Endless War 5 is a Top Down Shooter with Teeth
Most browser games tend to be very casual in terms of challenge and gameplay –Endless War is not one of these titles. The stages are well planned, the enemies are relentless, and the satisfaction of finishing off all your targets and surviving till the end is palpable. Sadly, the game is hampered by a few visual flaws and performance issues –but not enough to make it unplayable. This world-war themed top down shooter boasts an impressive number of stages, vehicles to play, and enemy unit varieties to blow up. And yes, we would recommend action enthusiasts to try this out.
The game opens with very little instructions as to how to play –players are the basic information on how to control the vehicles, how to shoot, and once you finish the first stage, how to make use of the upload screen. Everything else lies directly on your driving skill. Movement is the key component in this game, being able to maneuver around while all other hostile units on-screen are shooting at you is a major skill that will pay till the very last stage of the game. It manages to a pretty good game for players looking for a bit of a challenge, but still manages to fall short on other expectations.

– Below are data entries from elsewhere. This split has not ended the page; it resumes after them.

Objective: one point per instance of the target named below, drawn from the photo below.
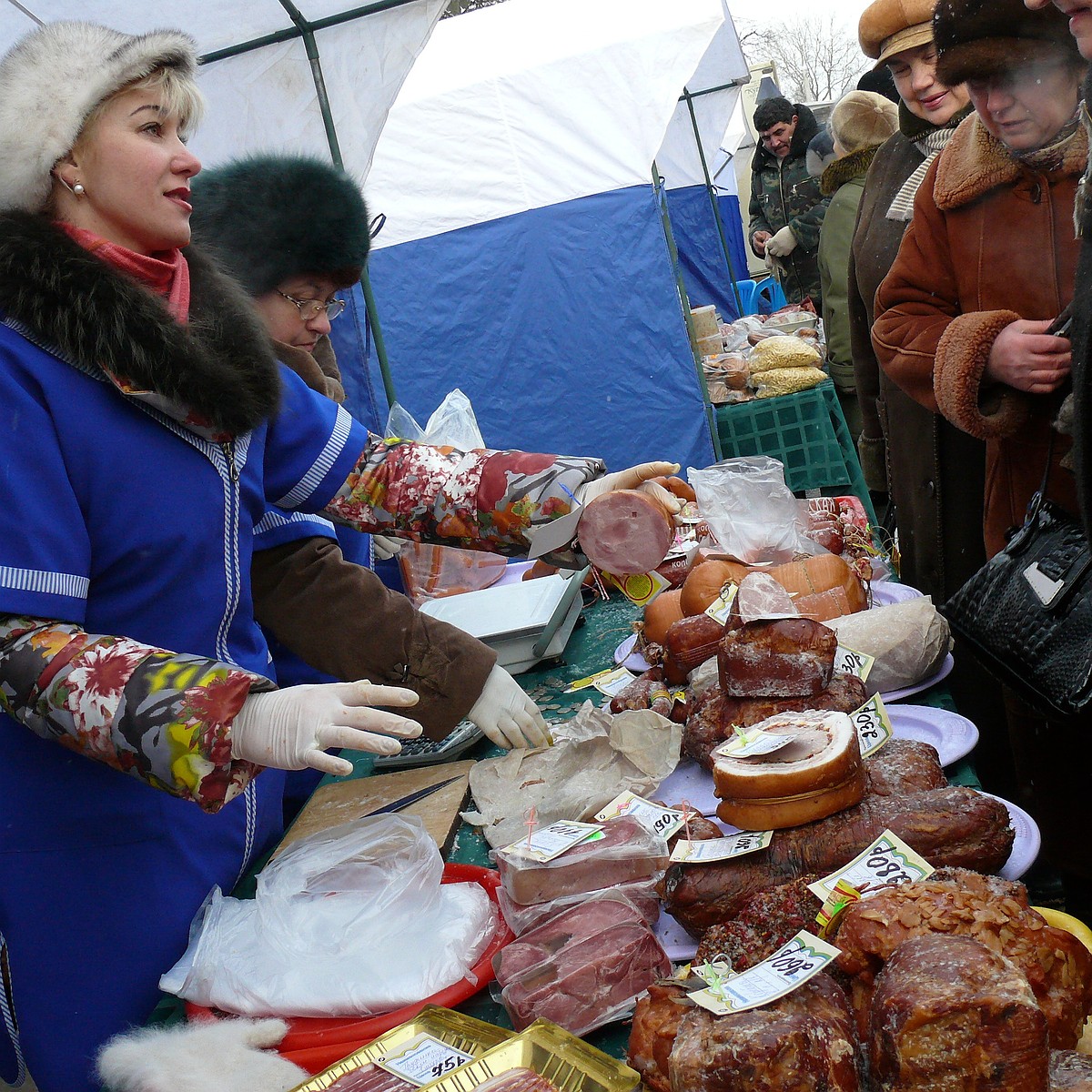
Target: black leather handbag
(1027, 612)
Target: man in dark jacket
(786, 207)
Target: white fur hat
(52, 79)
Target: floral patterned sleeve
(478, 500)
(157, 715)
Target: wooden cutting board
(344, 801)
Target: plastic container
(316, 1043)
(463, 1032)
(569, 1064)
(583, 969)
(642, 894)
(626, 852)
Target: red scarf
(167, 276)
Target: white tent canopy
(266, 98)
(532, 103)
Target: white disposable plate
(953, 735)
(885, 592)
(625, 656)
(906, 692)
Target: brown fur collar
(975, 163)
(854, 165)
(219, 364)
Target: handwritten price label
(424, 1059)
(885, 863)
(792, 965)
(853, 662)
(653, 817)
(873, 724)
(721, 849)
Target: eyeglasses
(310, 309)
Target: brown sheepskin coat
(991, 241)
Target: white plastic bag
(752, 512)
(350, 922)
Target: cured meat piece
(642, 894)
(1057, 966)
(655, 1025)
(902, 767)
(790, 658)
(585, 983)
(626, 852)
(625, 532)
(1070, 1071)
(713, 715)
(689, 642)
(950, 1014)
(950, 825)
(579, 923)
(765, 921)
(803, 1042)
(762, 596)
(814, 775)
(518, 1079)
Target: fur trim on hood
(975, 163)
(273, 217)
(221, 364)
(52, 79)
(806, 128)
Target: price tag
(749, 743)
(887, 862)
(721, 849)
(792, 965)
(853, 662)
(611, 677)
(873, 724)
(721, 607)
(653, 817)
(551, 841)
(639, 588)
(424, 1059)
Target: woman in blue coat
(145, 429)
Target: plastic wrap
(326, 934)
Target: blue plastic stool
(760, 298)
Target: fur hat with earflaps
(52, 79)
(980, 38)
(273, 217)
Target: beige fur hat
(52, 79)
(889, 26)
(863, 119)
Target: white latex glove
(292, 729)
(781, 243)
(385, 546)
(212, 1057)
(507, 715)
(634, 478)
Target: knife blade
(410, 798)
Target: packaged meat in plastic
(642, 894)
(572, 925)
(625, 852)
(603, 956)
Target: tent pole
(710, 190)
(658, 190)
(307, 32)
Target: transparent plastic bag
(352, 922)
(430, 571)
(751, 511)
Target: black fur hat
(272, 217)
(980, 38)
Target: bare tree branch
(817, 59)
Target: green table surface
(601, 629)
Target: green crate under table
(806, 431)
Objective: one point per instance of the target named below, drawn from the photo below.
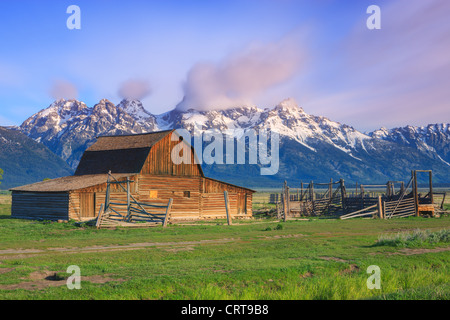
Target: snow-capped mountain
(311, 147)
(432, 140)
(25, 161)
(69, 127)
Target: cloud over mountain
(242, 76)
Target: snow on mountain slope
(69, 127)
(432, 140)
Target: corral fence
(391, 200)
(131, 213)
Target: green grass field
(264, 259)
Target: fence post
(167, 217)
(380, 208)
(288, 203)
(416, 194)
(227, 208)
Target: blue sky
(333, 65)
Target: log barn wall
(155, 181)
(48, 206)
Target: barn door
(242, 197)
(87, 205)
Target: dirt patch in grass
(22, 253)
(412, 251)
(306, 275)
(38, 280)
(6, 270)
(333, 259)
(352, 268)
(409, 251)
(283, 236)
(177, 249)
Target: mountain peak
(289, 103)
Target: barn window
(153, 194)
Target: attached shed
(145, 159)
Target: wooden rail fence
(132, 213)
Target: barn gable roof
(119, 154)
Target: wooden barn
(144, 160)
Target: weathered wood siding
(34, 205)
(185, 206)
(159, 161)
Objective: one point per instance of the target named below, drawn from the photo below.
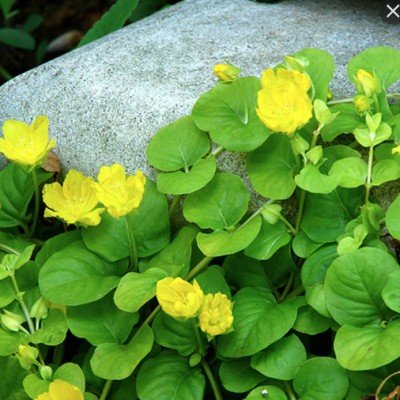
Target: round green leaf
(392, 218)
(391, 292)
(101, 322)
(181, 182)
(228, 112)
(115, 362)
(271, 168)
(367, 347)
(281, 359)
(177, 146)
(350, 172)
(353, 286)
(174, 334)
(269, 392)
(75, 276)
(220, 243)
(258, 322)
(268, 241)
(149, 224)
(219, 205)
(238, 376)
(321, 378)
(136, 289)
(168, 376)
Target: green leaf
(321, 378)
(273, 393)
(101, 322)
(175, 258)
(268, 241)
(168, 376)
(391, 293)
(115, 362)
(345, 122)
(303, 246)
(112, 20)
(136, 289)
(9, 342)
(75, 276)
(12, 376)
(326, 215)
(350, 172)
(174, 334)
(242, 271)
(219, 205)
(258, 322)
(221, 243)
(177, 146)
(271, 168)
(238, 376)
(281, 359)
(53, 329)
(367, 347)
(320, 68)
(381, 60)
(17, 38)
(313, 275)
(311, 322)
(181, 182)
(149, 224)
(385, 171)
(228, 112)
(312, 180)
(353, 286)
(392, 218)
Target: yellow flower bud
(368, 83)
(61, 390)
(74, 202)
(362, 103)
(216, 314)
(26, 145)
(283, 103)
(226, 72)
(179, 298)
(119, 194)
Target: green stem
(133, 257)
(106, 390)
(211, 378)
(202, 350)
(289, 391)
(23, 305)
(369, 174)
(37, 202)
(173, 205)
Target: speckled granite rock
(107, 99)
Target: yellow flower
(216, 314)
(74, 202)
(396, 150)
(283, 103)
(120, 194)
(367, 83)
(179, 298)
(362, 103)
(226, 72)
(26, 145)
(61, 390)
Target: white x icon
(393, 10)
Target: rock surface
(107, 99)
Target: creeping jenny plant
(102, 297)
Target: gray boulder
(107, 99)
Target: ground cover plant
(103, 296)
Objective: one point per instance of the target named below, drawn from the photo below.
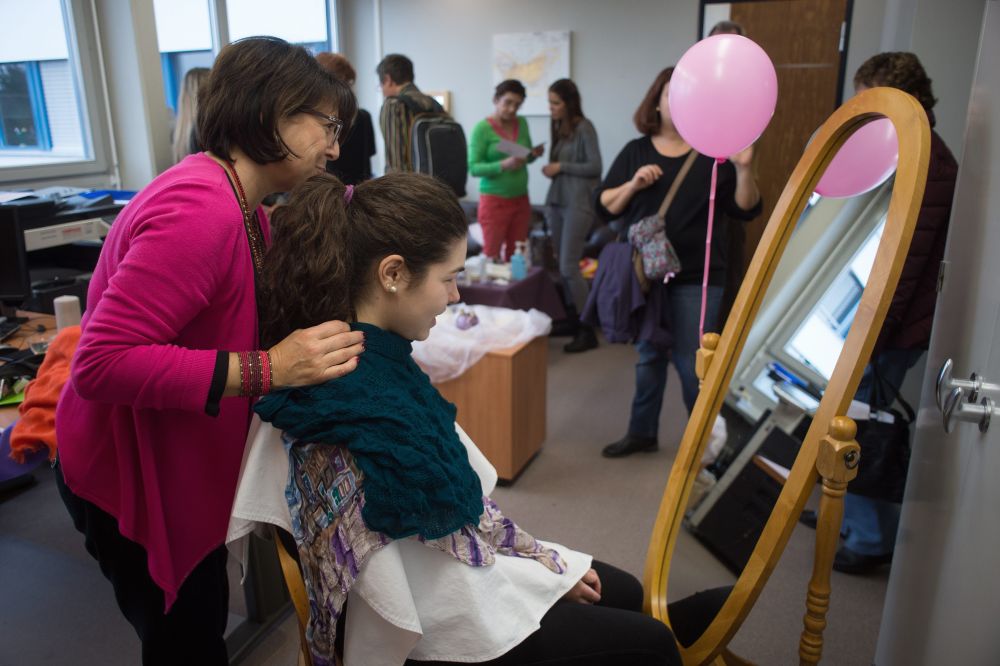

Performance is a big factor when it comes to browser games and our standard benchmark is that it should run on a netbook with little to no slowdowns. The reason for this is simple, if a game needs a dedicated video card, plenty of RAM, and a fast processor, it better be more than just a browser based game. The browser is a platform for games with low spec requirements –failing that, then it means that the game is just overreaching (the exception being most Unity 3D games, which are browser titles targeting hardcore players). Sadly, Endless War 5 falls under this category.
On a netbook, the game is a little jumpy and really slow. Expect the game to hold up most of the system functions so you’re forced to just playing on this one window until you close it. That said, the game itself is not so bad. The artwork is a little rough and amateurish –from the flatly textured illustrations, unshaded in-game visuals, and even the obvious Captain America shield in the loading screen; the graphics simply fail to be original or good. But it does function well. In combat, you can easily discern the particle effects showing attacks from you and towards you.
The music is repetitive and ultimately, tiresome to listen to. It’s a nice big army-themed ditty that starts out really strong and patriotic, but after a couple of stages, it gets old quickly. At least the game allows players to enable or disable the music separately from the game sound effects.
The rest of the game follow suit in terms of quality –it looks okay at first glance, but as you go through the upgrades menu or the map layout, there is the sign of a shoddily mixed-together title. Not to say that Endless War 5 is without merit, it is a decent and mostly functional game. The way the AI is scripted is something we appreciate as there is no space for errors. The enemy units will keep shooting at you as long as you stay within range. Overall, EW5 is a game that manages to put together so many things into a single tight package. With the challenge level and the attention to small details (like the individual stats of the vehicles), the game does well. But in other areas, such as performance and delivery, it suffers a few hiccups that could use a little work.